Experts Weights Averaging: A New General Training Scheme for Vision Transformers
Yongqi Huang, Peng Ye, Xiaoshui Huang, Sheng Li, Tao Chen, Tong He, Wanli Ouyang
TL;DR
This work introduces Experts Weights Averaging (EWA), a general training scheme for Vision Transformers (ViTs) that decouples training from inference by replacing select FFNs with Random Uniform Partition MoE blocks and performing expert-weight averaging after each update. After training, each MoE is collapsed into a single FFN, yielding a dense ViT for inference with no additional latency or parameters. The authors provide theoretical analysis showing weight-decay-like dynamics and historical weight aggregation, and validate EWA across diverse 2D and 3D vision tasks, architectures, and datasets, including successful fine-tuning scenarios.

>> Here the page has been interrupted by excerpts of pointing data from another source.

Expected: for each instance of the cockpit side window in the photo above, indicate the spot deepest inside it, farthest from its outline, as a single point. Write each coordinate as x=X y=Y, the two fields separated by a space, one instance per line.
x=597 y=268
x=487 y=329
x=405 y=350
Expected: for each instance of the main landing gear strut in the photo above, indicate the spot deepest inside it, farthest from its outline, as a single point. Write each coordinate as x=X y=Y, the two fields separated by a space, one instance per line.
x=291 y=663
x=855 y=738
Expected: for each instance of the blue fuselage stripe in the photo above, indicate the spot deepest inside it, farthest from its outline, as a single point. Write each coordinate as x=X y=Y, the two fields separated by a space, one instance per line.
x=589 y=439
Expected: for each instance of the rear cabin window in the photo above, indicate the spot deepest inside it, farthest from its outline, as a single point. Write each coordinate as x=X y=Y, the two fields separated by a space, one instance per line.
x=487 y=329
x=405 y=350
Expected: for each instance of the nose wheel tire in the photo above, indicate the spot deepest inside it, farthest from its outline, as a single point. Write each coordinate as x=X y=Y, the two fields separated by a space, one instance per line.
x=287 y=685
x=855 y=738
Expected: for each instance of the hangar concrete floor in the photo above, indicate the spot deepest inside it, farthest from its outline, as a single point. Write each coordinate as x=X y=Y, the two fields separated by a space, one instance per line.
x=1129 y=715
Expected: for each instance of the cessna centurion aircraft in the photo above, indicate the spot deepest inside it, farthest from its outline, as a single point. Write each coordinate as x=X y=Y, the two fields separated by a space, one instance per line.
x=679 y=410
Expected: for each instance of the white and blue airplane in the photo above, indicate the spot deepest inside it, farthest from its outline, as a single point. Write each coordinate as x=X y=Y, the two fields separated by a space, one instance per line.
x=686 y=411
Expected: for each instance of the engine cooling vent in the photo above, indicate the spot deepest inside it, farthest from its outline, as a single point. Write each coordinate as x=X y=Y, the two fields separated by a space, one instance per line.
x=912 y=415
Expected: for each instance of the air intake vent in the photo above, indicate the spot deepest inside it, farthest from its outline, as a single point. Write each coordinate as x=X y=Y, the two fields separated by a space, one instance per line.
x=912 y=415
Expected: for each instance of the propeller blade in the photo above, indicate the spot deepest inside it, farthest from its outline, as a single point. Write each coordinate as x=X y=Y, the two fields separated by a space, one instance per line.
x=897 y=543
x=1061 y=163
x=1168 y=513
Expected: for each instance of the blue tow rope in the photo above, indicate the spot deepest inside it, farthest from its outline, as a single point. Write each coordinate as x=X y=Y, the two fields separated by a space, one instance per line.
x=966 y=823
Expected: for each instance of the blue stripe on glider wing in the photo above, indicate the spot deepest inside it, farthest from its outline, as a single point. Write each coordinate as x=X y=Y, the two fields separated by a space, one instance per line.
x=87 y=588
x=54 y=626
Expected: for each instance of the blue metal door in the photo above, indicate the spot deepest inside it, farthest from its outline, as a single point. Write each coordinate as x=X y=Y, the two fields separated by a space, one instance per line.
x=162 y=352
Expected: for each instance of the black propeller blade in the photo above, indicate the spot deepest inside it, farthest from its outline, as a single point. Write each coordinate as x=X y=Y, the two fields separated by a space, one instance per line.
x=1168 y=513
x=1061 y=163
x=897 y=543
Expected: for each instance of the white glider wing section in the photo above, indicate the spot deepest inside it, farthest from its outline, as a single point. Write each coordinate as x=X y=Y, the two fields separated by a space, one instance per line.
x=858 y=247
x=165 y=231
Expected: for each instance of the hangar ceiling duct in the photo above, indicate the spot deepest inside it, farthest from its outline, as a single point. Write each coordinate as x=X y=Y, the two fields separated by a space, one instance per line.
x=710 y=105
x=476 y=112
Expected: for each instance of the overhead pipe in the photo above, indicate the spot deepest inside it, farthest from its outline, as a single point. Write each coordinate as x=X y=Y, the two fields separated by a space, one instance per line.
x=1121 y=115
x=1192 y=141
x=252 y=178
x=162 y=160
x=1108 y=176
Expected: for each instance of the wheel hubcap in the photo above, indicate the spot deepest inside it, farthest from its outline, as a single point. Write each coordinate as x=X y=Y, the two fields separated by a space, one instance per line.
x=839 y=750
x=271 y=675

They also demonstrate that EWA improves naive MoE performance on small datasets when applied in Early EWA, highlighting broad applicability and robustness. Overall, EWA offers a practical, general approach to boost ViT performance without changing deployment costs, with potential impact on ViT training and small-data MoE applications.
Abstract
Structural re-parameterization is a general training scheme for Convolutional Neural Networks (CNNs), which achieves performance improvement without increasing inference cost. As Vision Transformers (ViTs) are gradually surpassing CNNs in various visual tasks, one may question: if a training scheme specifically for ViTs exists that can also achieve performance improvement without increasing inference cost? Recently, Mixture-of-Experts (MoE) has attracted increasing attention, as it can efficiently scale up the capacity of Transformers at a fixed cost through sparsely activated experts. Considering that MoE can also be viewed as a multi-branch structure, can we utilize MoE to implement a ViT training scheme similar to structural re-parameterization? In this paper, we affirmatively answer these questions, with a new general training strategy for ViTs. Specifically, we decouple the training and inference phases of ViTs. During training, we replace some Feed-Forward Networks (FFNs) of the ViT with specially designed, more efficient MoEs that assign tokens to experts by random uniform partition, and perform Experts Weights Averaging (EWA) on these MoEs at the end of each iteration. After training, we convert each MoE into an FFN by averaging the experts, transforming the model back into original ViT for inference. We further provide a theoretical analysis to show why and how it works. Comprehensive experiments across various 2D and 3D visual tasks, ViT architectures, and datasets validate the effectiveness and generalizability of the proposed training scheme. Besides, our training scheme can also be applied to improve performance when fine-tuning ViTs. Lastly, but equally important, the proposed EWA technique can significantly improve the effectiveness of naive MoE in various 2D visual small datasets and 3D visual tasks.